From 32541bde152556ad75fc74457f0f148eece8f93f Mon Sep 17 00:00:00 2001
From: Adrian Catangiu <adrian@parity.io>
Date: Fri, 25 Aug 2023 10:51:44 +0300
Subject: [PATCH] sc-consensus-beefy: restart voter on pallet reset (#14821)

When detecting pallet-beefy consensus reset, just reinitialize the worker
and continue without bringing down the task (and possibly the node).

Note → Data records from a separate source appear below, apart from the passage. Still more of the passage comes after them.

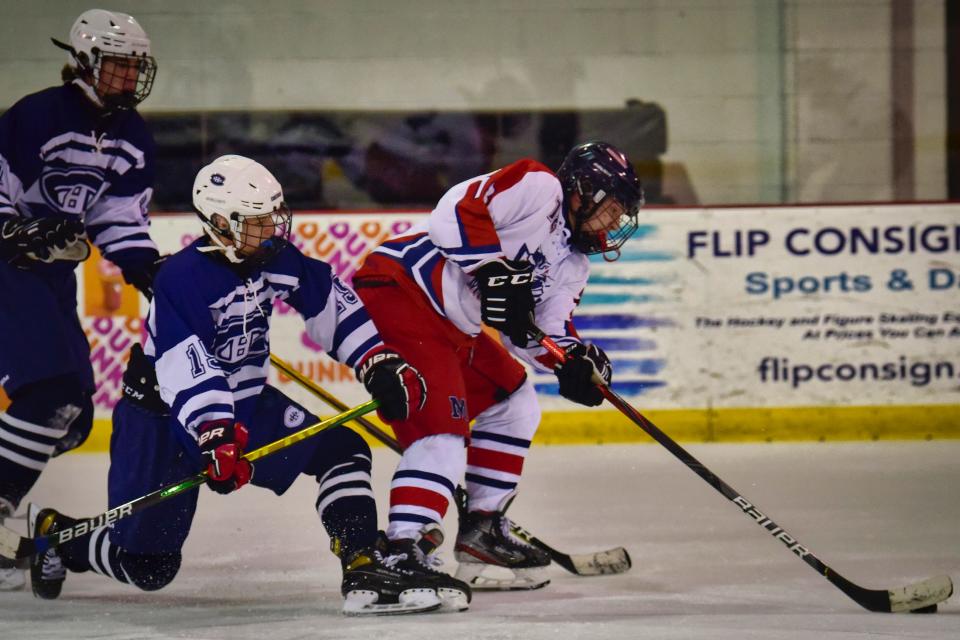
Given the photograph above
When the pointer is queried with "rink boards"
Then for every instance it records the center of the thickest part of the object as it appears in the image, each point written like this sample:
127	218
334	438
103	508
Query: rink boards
723	324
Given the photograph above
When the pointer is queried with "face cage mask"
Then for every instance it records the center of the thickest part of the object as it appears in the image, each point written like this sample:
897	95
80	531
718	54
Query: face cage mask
606	242
230	241
147	67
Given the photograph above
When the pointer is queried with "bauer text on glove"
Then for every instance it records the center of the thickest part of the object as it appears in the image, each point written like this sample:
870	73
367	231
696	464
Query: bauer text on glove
222	443
395	383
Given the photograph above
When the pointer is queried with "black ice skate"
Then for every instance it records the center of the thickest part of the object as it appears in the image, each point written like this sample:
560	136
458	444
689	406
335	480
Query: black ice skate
47	572
11	576
417	556
374	586
484	542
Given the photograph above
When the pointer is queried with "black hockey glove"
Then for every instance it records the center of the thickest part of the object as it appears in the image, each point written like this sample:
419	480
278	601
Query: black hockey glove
578	375
43	239
140	385
506	297
222	443
395	383
142	278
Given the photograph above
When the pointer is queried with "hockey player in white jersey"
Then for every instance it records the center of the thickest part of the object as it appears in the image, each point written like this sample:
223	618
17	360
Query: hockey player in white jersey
497	248
208	341
76	162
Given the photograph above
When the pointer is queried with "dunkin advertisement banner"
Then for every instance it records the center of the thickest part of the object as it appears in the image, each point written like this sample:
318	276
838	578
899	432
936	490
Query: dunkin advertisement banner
706	309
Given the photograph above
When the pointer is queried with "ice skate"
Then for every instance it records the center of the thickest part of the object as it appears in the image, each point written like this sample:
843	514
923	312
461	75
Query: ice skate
47	572
374	586
492	558
417	556
12	577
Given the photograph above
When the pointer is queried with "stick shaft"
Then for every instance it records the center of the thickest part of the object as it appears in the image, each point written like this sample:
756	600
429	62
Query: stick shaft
867	598
83	527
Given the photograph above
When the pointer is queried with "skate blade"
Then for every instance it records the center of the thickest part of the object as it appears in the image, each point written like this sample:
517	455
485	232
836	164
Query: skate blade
12	580
508	579
452	600
364	603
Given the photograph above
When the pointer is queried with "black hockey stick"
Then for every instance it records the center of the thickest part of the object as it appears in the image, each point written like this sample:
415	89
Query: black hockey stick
14	546
921	597
582	564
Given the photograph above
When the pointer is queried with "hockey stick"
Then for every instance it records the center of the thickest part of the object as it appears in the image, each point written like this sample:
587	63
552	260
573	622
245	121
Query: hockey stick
921	597
14	546
583	564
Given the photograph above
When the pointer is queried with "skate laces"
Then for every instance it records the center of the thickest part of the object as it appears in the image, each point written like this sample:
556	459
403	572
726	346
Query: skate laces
506	530
52	568
392	560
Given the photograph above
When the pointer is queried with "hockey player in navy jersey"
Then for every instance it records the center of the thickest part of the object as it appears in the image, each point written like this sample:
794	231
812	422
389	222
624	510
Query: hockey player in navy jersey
208	342
76	162
499	248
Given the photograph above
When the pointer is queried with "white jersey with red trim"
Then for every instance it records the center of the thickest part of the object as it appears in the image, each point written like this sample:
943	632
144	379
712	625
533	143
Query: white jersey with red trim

Signed-off-by: Adrian Catangiu <adrian@parity.io>
---
 .../beefy/src/communication/peers.rs          |   2 +-
 .../incoming_requests_handler.rs              |  11 +-
 .../src/communication/request_response/mod.rs |   5 +-
 substrate/client/consensus/beefy/src/error.rs |  12 +-
 substrate/client/consensus/beefy/src/lib.rs   | 154 ++++++++++--------
 .../client/consensus/beefy/src/worker.rs      |  42 ++---
 .../primitives/consensus/beefy/src/mmr.rs     |   6 +
 7 files changed, 130 insertions(+), 102 deletions(-)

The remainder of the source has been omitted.